126. | A Programmer[ap]s Guide to Jini Technology

Entry Class

When a service provider registers a service, it places a copy of the service object (or a service proxy) on the lookup service. This copy is an instance of a class, albeit in serialized form. The server can optionally register sets of attributes along with the service object. Each set is described by an Entry object. What is stored on each service locator is an instance of a class along with a set of Entry objects, each of which describes some special additional attributes of the service.

For example, a set of file editors may be available as services.
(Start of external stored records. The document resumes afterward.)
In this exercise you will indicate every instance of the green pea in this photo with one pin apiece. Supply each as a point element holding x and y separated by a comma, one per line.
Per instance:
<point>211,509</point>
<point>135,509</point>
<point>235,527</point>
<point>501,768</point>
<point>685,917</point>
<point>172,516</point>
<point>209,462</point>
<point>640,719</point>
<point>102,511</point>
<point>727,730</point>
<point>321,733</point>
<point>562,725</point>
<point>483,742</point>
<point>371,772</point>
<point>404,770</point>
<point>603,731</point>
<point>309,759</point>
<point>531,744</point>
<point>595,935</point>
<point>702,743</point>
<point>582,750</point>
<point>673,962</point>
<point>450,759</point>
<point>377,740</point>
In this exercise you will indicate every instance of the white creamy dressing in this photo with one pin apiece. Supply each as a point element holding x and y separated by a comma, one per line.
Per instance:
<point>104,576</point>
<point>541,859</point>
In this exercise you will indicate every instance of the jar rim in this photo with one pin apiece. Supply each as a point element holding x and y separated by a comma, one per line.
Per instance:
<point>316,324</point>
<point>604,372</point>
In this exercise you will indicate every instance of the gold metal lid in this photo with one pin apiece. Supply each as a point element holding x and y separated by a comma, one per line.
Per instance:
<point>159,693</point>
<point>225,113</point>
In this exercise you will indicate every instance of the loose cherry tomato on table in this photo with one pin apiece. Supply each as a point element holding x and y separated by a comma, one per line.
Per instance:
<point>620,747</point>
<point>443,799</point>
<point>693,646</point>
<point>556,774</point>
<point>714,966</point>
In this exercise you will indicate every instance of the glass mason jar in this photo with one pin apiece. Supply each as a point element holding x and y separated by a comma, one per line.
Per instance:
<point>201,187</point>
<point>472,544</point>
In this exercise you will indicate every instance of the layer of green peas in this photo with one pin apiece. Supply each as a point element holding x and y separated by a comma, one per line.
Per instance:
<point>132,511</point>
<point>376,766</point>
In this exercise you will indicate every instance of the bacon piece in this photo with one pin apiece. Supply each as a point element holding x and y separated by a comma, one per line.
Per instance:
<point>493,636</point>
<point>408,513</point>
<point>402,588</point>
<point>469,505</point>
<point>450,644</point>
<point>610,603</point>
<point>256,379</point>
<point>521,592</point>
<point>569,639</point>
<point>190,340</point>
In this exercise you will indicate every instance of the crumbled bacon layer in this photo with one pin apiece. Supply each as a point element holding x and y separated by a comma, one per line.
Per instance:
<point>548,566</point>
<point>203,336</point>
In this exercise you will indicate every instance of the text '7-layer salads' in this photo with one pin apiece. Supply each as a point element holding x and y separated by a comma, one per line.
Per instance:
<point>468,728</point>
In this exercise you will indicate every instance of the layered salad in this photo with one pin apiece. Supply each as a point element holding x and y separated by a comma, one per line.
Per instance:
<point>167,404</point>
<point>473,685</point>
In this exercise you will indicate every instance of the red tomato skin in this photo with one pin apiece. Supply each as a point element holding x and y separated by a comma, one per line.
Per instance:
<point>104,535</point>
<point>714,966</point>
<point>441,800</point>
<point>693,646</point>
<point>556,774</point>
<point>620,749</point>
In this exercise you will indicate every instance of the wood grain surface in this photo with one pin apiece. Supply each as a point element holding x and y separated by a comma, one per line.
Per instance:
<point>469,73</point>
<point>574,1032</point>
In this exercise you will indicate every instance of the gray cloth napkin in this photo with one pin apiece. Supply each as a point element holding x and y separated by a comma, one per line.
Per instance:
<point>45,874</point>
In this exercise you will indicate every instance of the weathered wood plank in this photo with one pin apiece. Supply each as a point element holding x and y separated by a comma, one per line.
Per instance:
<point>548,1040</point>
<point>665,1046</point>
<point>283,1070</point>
Each editor is capable of editing different types of files, as shown in Figure 4-1.

Figure 4-1: Editor class diagram

Note	These classes would probably be interfaces, rather than instantiable classes .
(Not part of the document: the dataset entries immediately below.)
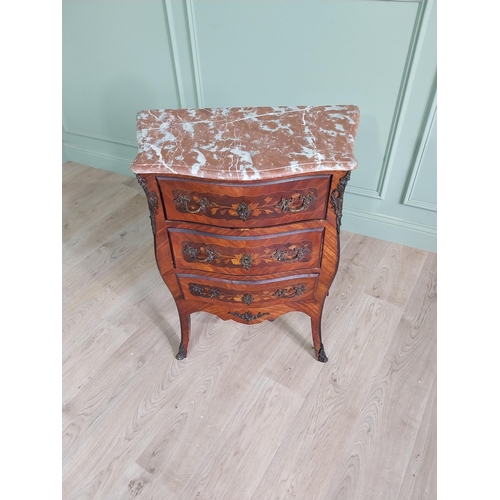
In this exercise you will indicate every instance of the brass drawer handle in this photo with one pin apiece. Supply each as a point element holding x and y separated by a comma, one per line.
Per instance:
<point>192,253</point>
<point>184,200</point>
<point>296,290</point>
<point>280,255</point>
<point>246,261</point>
<point>248,316</point>
<point>286,203</point>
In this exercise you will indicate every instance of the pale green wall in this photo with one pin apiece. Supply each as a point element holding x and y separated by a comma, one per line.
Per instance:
<point>123,56</point>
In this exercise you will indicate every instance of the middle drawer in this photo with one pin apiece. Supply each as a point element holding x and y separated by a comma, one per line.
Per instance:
<point>247,255</point>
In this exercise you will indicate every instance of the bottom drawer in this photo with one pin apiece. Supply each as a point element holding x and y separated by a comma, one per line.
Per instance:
<point>246,292</point>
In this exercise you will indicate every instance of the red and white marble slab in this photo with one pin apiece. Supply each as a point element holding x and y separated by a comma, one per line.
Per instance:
<point>246,143</point>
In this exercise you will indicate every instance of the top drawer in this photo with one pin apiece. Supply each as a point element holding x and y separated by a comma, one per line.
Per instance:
<point>245,204</point>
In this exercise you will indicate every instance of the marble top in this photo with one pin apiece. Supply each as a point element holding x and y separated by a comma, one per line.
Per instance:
<point>246,143</point>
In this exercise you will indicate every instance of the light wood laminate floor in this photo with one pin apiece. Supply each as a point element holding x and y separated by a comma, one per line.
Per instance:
<point>249,414</point>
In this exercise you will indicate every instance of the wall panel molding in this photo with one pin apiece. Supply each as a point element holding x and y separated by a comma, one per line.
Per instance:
<point>195,56</point>
<point>170,25</point>
<point>419,155</point>
<point>421,20</point>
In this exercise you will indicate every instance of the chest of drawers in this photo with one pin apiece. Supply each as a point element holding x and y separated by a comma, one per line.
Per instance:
<point>245,207</point>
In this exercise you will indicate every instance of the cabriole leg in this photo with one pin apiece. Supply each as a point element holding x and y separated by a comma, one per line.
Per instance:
<point>185,330</point>
<point>316,333</point>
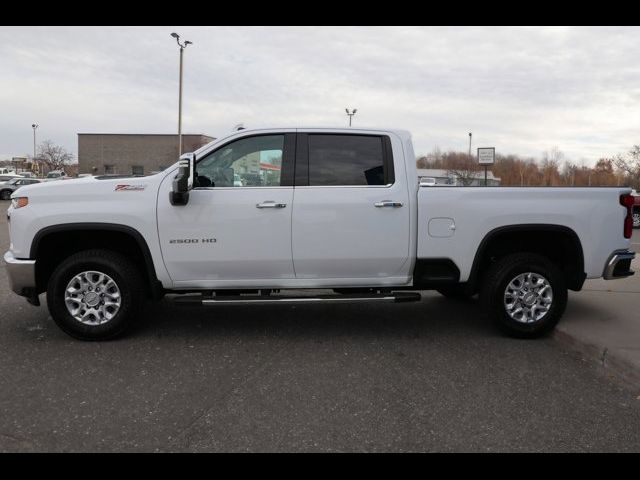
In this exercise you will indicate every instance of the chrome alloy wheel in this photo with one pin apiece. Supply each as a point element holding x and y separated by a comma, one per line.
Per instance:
<point>528,297</point>
<point>93,298</point>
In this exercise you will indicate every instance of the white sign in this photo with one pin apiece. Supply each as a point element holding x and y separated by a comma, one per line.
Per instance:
<point>486,156</point>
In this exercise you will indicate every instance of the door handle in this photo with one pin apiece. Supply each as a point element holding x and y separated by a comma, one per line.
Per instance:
<point>387,203</point>
<point>270,204</point>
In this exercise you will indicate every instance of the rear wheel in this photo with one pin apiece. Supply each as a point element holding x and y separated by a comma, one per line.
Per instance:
<point>95,295</point>
<point>525,294</point>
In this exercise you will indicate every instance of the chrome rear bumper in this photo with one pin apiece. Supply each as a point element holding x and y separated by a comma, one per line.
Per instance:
<point>619,265</point>
<point>22,275</point>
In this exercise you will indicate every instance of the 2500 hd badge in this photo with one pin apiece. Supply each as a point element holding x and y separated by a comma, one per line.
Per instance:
<point>192,241</point>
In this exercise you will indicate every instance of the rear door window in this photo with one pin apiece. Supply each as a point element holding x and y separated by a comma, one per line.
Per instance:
<point>348,160</point>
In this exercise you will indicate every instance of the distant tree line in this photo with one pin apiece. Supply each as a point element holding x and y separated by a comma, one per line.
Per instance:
<point>551,170</point>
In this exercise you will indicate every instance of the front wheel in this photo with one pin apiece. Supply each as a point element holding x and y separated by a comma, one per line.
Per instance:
<point>525,294</point>
<point>95,295</point>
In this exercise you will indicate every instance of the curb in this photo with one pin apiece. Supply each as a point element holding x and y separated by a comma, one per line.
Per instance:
<point>613,363</point>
In this situation, a client could search for a suitable editor in two ways:

By asking for an instance of a specific class, such as ImageEditor
By asking for an instance of the general class Editor with the additional information that it can handle a certain type of file

The type of search performed depends on the problem domain, as defined by the services and possible clients . Services advertise themselves by exporting an object that is of a particular class and by exporting additional information along with this object. Jini clients can then search for specific types of services by asking for an object that implements the specific class, such as ImageEditor . They can also search for superclass objects and include extra objects to narrow the search, based on additional information advertised by the service. This additional information is given in objects belonging to subclasses of the Entry class.

The Entry class allows services to advertise their capabilities in very flexible ways. For example, suppose an editor was capable of handling a number of file types, such as plain text and RTF files. It could do so by exporting a service object implementing Editor along with an Entry object saying that it can handle plain text and another Entry object saying that it can handle RTF files. The service implementation can just add more and more information about its capabilities without altering the basic interface.
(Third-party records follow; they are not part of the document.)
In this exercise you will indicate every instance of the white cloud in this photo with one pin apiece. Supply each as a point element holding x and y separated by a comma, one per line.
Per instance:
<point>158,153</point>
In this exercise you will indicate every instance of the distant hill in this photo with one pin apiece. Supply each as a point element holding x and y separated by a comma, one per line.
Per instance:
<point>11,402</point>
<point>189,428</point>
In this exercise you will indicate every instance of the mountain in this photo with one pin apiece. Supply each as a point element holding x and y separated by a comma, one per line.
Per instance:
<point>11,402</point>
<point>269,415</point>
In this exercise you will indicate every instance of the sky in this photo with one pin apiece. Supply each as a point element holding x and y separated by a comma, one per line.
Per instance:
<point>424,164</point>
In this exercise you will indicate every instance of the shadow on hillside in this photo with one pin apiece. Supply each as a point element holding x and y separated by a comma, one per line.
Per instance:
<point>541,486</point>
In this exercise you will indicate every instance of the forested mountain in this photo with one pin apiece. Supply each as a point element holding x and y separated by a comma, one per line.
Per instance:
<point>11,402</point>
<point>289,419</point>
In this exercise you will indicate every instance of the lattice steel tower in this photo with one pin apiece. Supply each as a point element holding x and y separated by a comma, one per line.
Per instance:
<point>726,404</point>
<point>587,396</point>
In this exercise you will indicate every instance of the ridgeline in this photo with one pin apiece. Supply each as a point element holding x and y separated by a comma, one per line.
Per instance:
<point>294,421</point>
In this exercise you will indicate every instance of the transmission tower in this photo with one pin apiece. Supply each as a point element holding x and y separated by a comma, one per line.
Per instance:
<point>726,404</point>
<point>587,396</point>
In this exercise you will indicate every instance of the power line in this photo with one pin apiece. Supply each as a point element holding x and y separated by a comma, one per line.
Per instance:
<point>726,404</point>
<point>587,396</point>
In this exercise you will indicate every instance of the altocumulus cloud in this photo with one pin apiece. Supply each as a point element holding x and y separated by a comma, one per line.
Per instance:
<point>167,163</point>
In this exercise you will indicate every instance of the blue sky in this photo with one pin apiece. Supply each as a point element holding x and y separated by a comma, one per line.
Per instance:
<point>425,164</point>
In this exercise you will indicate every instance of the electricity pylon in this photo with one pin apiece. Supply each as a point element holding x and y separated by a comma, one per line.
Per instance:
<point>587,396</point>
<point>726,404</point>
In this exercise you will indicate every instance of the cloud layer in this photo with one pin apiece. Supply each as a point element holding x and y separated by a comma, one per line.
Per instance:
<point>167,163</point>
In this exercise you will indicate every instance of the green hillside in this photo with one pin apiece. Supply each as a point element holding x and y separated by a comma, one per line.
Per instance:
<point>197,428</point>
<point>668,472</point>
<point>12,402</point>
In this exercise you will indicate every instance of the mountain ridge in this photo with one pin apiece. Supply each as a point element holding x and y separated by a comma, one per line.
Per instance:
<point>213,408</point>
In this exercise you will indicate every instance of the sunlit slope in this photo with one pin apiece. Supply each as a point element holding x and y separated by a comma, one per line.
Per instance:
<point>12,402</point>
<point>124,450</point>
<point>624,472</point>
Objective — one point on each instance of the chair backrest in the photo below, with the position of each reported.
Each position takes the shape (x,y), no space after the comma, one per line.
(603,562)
To manage this way of adding information, we could have a FileType class , which would give information about the types of files handled:

 public Class FileType implements Entry {     public String type; // this is a MIME type     public FileType(String type) {        this.type = type;     } }

For a text editor, the attribute set would be FileType("plain/text") . For an RTF editor, the attribute set would be FileType("application/rtf") .

For an editor capable of handling both plain text and RTF files, its capabilities would be given by using an array of entries:

 Entry[] entries = new Entry[] {new FileType("plain/text"),                                new FileType("application/rtf")                               };

On the other side, suppose a client wishes to find services that can handle the attributes that it requires. The client uses the same Entry class to do this. For any particular Entry , the client specifies both of the following:

Which fields must match exactly (a non- null value)
Which fields it does not care about (a null value)

For example, to search for a plain text editor, an entry like this would be used:

 Entry[] entries = new Entry[] {new FileType("plain/text")};

If any editor would do, the following entry could be used:

 Entry[] entries = new Entry[] {new FileType(null)};

Attribute Matching Mechanism

The attribute matching mechanism is pretty basic. For example, a printer typically has the capacity to print a certain number of pages per minute, but if it specifies this using an Entry , it actually becomes rather hard to find. A client can request a printer service in which it does not care about speed, or it can request a particular speed. It cannot ask for printers with a speed greater than some value. It cannot ask for a printer without a capability, such as anything except a color printer. An attribute must either match exactly or be ignored. The relational operators such as "<" and "!=" are not supported.

If you want to search for a printer with a particular speed, then printer speed capabilities may need to be given simpler descriptive values, such as "fast," "average," or "slow." Then, once you have a "fast" printer service returned to the client, it can perform a query on the service, itself, for the actual speed. This would be done outside of the Jini mechanisms, using whatever interface has been agreed on for the description of printers. A similar problem, that of finding a physically "close" service, is taken up in Chapter 13.

The attribute matching mechanism that was chosen by the Jini designers, of exact matches with wildcards, is comparatively easy to implement. It is a pity from the programmer's view that a more flexible mechanism was not used. One suggestion often made in the Jini mailing list is that there should be a boolean matches() method on the service object. However, that would involve unmarshalling the service on the locator in order to run the matches() method, and this would slow the lookup service down and generate a couple of awkward questions:

What security permissions should the filter run with?
What would happen if the filter modifies its arguments (deep copying to avoid this would cause further slowdowns)?

The ServiceDiscoveryManager ”discussed in Chapter 15 ”has the ability to do client-side filtering to partly rectify this problem.